The Superstrata from Arevo is the world’s first 3D-printed unibody bike frame using thermoplastic carbon fiber composites. The fork and wheel frames are also 3D-printed using the same material. The first concept prototype was built in December 2017, and the final design is based on their 6th concept which was built in Jun 2020. This was followed by global launch in July 2020 via Indiegogo. The bike frame size can be customised for riders between 1.4m to 2.2 meters tall, and comes in urban and racing configuration which can be customised to individual needs. The urban configuration also comes with E-bike version for those looking for battery powered bikes.
It appears that the main selling point of the Superstrata frame is the weight, which is stated to weigh as low as 1.3kg. When fully fitted in classic racing configuration, the total weight is as low as 7.5kg. In comparison, most high-end racing bike normally weighs between 9 to 11 kg at the same or even higher price range. Even though it is lightweight, the company touted that the carbon fiber is 61 times the strength-to-weight ratio of steel, and 15 times in the case of titanium. The lighter weight may also mean more power savings for the E-bike version and hence more mileage per charge.

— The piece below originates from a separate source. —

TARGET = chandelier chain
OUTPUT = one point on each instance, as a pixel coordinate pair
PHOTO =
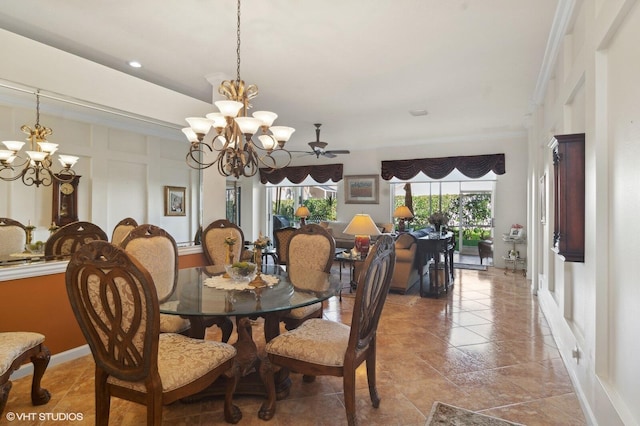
(238, 46)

The design specification and cost-effectiveness of this bicycle frame is unrivaled at this time…? So we thought, but there are existing bicycle frames at around the same weight range.
One design feature of the Superstrata is the lack of seat tube that exists in most conventional design. This is not new per se, as the first seat-tube-less frame was first produced more than 28 years ago by Kestrel. Back then, we can vaguely recall the feedback from some riders was that they feel the seat-tube-less lacks stiffness (bad) or provide a “softer” ride (good). Either way, we love the curve and unconventional look of the bike frame back then when triathlon was a new thing with aerobars, carbon wheels, and the then famous Zipp frames.
The Superstrata may not be the first 3D-printed bike frame, even though it could be the first using thermoplastic carbon fiber composites. Renishaw stated that they were the first the develop the world’s first 3D-printed titanium bike frame in 2013, which we expect to be quite expensive in those days.
So there is nothing new in the Superstrata design, except for the use of new 3d printing technology? No, they may have the same “seat-tube-less” look but but there is another major design difference other than the manufacturing technology.
The Kestrel 500 (1992) is a monocoque frame which means the structure is supported by the “skin”, that is the carbon fiber. Whereas Superstrata (2020) is a unibody frame which supposedly mean the entire frame down to the inner core is built as one piece to support the structure. Unibody design may be new to bikes but it is the preferred construction method for most cars in the market today.
The Kestrel carbon bike frame has been around for a very long time. The 2019 Talon X (below) is one of the latest model which comes with seat tube and weighs at 8.4kg for a complete bike including Shimano Ultegra components. We do not have the weight of the Talon X frame to compare apple to apple, but if equipped with the lighter weight components, we believe the complete bike can easily get under 8.0kg to match the Superstrata.
The Talon X is constructed using our highest grade 800K ultra high-modulus carbon fiber for a light, but incredibly strong platform. Shimano’s Ultegra drivetrain is matched to Oval Concepts 527 wheels providing lightweight performance. Each frame size has unique tube lengths, diameters, shapes, and carbon layups to produce the best possible ride quality for every size rider.
Most triathletes in the 90s would already know Kestrel, and wished that we had the budget to buy one of the frame back then. Given the choice today, which bike frame would you choose? Personally I would prefer to pick the Talon X as it comes with the seat tube, and its produced by an established brand with more than 30 years in the bike business. The weight is only 8.4kg and priced at $1999 today, which is comparable to Superstrata price.
Nevertheless, we look forward to see if 3d printed frames do disrupt this industry, and if it will become the new norm for manufacturers moving forward. If yes, we should be seeing more of such design in the competitions, triathlon, Tour de France, etc.